A 6D--Measurement of location, alignment, and migration of the instantaneous helical axis (IHA) as a function of rotational angle in cervical, thoracic, and lumbar segments subjected to axially directed preloads.


IHA retained an almost constant alignment, but migrated along distinct centrodes. THORACIC SEGMENTS: IHA was almost parallel to T(z) (t), T(x) (t), or T(y) (t), stationary for T(x) (t) or T(y) (t), and migrating for T(z) (t) along dorsally opened bows. IHA locations hardly depended on the position or size of axial preload. LUMBAR SEGMENTS: IHA was also almost parallel to T(z) (t), T(x) (t), or T(y) (t). In axial rotation IHA-migration along wide, ventrally or dorsally bent bows depending on segmental flexional/extensional status. Distances covered: 20-60mm. In lateral-flexion: IHA-migration to the left/right joint and vice versa. In flexion/extension IHA-migration from the facets to the centre of the disc. CERVICAL SEGMENTS: In flexion/flexion IHA was almost stationary for and parallel to T(y) (t). In axial rotation or lateral-flexion IHA intersected T(z) (t)/T(x) (t) under approximately -30 degrees /+30 degrees.

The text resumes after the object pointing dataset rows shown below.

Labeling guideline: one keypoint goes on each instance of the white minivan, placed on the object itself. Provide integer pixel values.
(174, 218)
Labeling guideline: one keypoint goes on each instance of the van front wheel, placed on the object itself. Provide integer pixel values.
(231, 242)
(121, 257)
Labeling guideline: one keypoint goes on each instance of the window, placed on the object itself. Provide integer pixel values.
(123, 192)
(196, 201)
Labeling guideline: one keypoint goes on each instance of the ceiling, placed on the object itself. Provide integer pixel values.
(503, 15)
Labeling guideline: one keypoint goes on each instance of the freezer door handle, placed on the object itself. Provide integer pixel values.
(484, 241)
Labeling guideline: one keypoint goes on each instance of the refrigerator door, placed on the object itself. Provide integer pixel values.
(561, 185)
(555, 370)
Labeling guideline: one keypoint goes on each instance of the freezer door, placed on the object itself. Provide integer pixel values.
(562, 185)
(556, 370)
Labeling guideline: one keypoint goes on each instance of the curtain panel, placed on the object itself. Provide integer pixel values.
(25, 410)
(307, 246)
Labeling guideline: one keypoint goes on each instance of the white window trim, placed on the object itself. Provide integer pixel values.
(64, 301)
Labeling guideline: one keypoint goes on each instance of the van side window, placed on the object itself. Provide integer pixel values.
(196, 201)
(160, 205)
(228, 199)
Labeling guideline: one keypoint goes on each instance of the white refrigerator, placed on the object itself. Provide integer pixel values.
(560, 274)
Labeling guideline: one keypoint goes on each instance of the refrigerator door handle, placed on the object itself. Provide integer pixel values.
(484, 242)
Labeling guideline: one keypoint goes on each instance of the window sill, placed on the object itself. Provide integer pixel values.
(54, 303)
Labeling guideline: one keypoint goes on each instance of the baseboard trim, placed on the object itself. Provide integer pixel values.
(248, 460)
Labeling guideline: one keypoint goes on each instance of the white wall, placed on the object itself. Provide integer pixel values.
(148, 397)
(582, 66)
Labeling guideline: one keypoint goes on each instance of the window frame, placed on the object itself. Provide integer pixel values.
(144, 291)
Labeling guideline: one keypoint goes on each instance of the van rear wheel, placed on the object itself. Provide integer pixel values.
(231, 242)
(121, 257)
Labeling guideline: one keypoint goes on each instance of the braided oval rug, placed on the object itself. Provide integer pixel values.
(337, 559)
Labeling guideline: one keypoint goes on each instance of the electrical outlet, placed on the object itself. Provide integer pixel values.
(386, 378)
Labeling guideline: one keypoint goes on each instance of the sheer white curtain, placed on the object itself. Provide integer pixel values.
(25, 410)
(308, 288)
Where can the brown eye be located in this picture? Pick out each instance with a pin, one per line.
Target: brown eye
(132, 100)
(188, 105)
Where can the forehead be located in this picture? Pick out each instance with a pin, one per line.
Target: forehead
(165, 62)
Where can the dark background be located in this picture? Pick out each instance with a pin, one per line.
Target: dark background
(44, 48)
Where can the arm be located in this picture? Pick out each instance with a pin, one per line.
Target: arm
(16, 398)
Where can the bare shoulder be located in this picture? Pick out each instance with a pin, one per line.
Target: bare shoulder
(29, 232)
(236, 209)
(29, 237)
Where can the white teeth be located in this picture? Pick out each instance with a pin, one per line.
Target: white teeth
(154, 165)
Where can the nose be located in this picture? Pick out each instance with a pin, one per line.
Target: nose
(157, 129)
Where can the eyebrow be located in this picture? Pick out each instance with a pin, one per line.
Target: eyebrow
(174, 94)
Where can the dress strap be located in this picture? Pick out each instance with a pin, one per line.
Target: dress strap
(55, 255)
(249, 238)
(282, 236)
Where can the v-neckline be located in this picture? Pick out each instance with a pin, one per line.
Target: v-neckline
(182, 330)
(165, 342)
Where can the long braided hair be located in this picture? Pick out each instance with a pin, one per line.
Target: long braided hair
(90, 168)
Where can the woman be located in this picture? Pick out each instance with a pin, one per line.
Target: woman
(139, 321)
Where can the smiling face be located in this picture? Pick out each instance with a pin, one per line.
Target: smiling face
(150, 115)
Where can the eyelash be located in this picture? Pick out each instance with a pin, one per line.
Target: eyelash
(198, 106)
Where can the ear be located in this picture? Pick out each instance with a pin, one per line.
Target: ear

Generally joints alternate in guidance. Lumbar segments: in axial rotation and lateral-flexion parametrical control of IHA-position and IHA-migration by axial preload position. Cervical segments: kinematical coupling between axial rotation and lateral-flexion. The IHA-migration guided by the joints should be taken into account in the design of non-fusion implants. FE-calculations of spinal mechanics and kinematics should be based on detailed data of curvature morphology of the articulating surfaces of the joint facets.